Before Aesc could retort, Gar said quickly, “ ‘Needs must as the devil drives,’ as the old saying goes. Maybe the shamans made a worse choice than they could have, but they did keep the people alive, kept some vestige of civilization.”

“Vestige indeed!” Lodicia said indignantly. “Can you really call it civilization when there is no trade, no arts, no crafts more skilled than rough carpentry?”

“Civilization is the way of life of people who live in cities,” Alea put in.

“Yes, and there are no cities here, only mansions and villages!”

“But there is a basis for civilization to grow again,” Gar said in as soothing a tone as he could manage. “A crystal city may still grow from the ruins.”

“How, as long as the magicians block any power but their own?” Lodicia asked bitterly.

“By reviving the power of your dream,” Alea answered. “If we can teach the villages to cooperate again, they will outdo the power of the lords’ conflicts.”

Aesc eyed her narrowly but said nothing, only listened. “How are you to do that?” Lodicia demanded.
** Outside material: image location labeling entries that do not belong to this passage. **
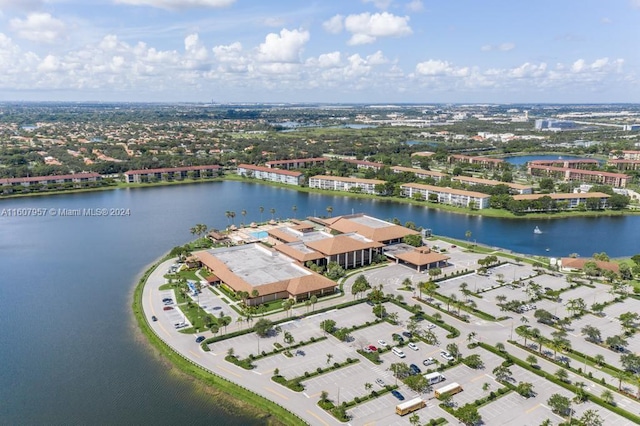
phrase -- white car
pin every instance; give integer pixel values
(446, 355)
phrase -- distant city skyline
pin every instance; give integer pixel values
(329, 51)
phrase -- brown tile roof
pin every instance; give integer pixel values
(172, 169)
(298, 255)
(282, 235)
(340, 244)
(269, 170)
(294, 286)
(561, 196)
(387, 233)
(51, 177)
(421, 257)
(578, 263)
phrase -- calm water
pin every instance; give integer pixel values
(524, 159)
(68, 346)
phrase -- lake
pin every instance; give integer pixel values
(71, 353)
(524, 159)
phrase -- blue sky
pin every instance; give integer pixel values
(370, 51)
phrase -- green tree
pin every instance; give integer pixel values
(468, 414)
(559, 404)
(263, 327)
(525, 389)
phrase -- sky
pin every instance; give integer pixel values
(330, 51)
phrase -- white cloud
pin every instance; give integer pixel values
(415, 6)
(434, 67)
(377, 59)
(335, 25)
(578, 65)
(39, 27)
(178, 4)
(272, 22)
(504, 47)
(366, 28)
(328, 60)
(285, 47)
(380, 4)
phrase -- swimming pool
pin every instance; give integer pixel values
(259, 235)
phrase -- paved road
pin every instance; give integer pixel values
(305, 406)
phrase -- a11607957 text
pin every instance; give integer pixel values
(65, 212)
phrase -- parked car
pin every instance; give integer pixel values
(429, 361)
(446, 355)
(397, 395)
“By learning how to command wyverns, for a beginning,” Alea answered. “We have a young woman here who has discovered she has a talent for it—discovered it rather abruptly and rudely, at that. Can you find us the ghost of a wyvern-handler to teach her?”

“What! Raise up one more magician?” Lodicia cried. “I will never be a magician!” Mira said hotly.

Lodicia chopped the denial aside with a wave of her hand. “If you learn to work magic, you are a magician.”

“But I will never oppress the poor! I will use my gift to make their lives better, sweeter!”

“So said many who are now lords,” Lodicia said sourly, “and look what power has done to them.”

“Surely taming beasts is not truly magic,” Aesc objected, “no matter how supernatural their appearance. If the lass uses wyverns to protect the poor, can you really object?”

Lodicia gave him a simmering glare while she looked for the flaw in his argument. At last she said, “It takes a talent, you can’t deny that. What’s the difference between talent and magic?”

“When I look at the paintings of the masters and listen to the symphonies of the great composers, I have to agree with you,” Gar said. “Still, I don’t think their magic is quite the same thing as throwing fireballs or raising hosts of ghosts.”

Lodicia glowered at him but didn’t answer.

“She is a serf,” Alea reminded the crone’s ghost, “and means to send wyverns to defend serfs’ villages.”

“Perhaps,” Lodicia allowed, then turned on Mira with eyes that flamed. “Though mind you, girl, if you betray your fellows with this power, I shall haunt you for the rest of your days!”

“Do so.” Mira bore up bravely under her glare. “If I should so forget the hurts my people have borne, I could deserve no less.”

Still Lodicia held her stare, but the fire in her eyes faded until they only glowed. Then she gave a single nod. “Well enough, then. I shall summon Hano.” She scowled more deeply than ever. The companions waited, holding their breaths.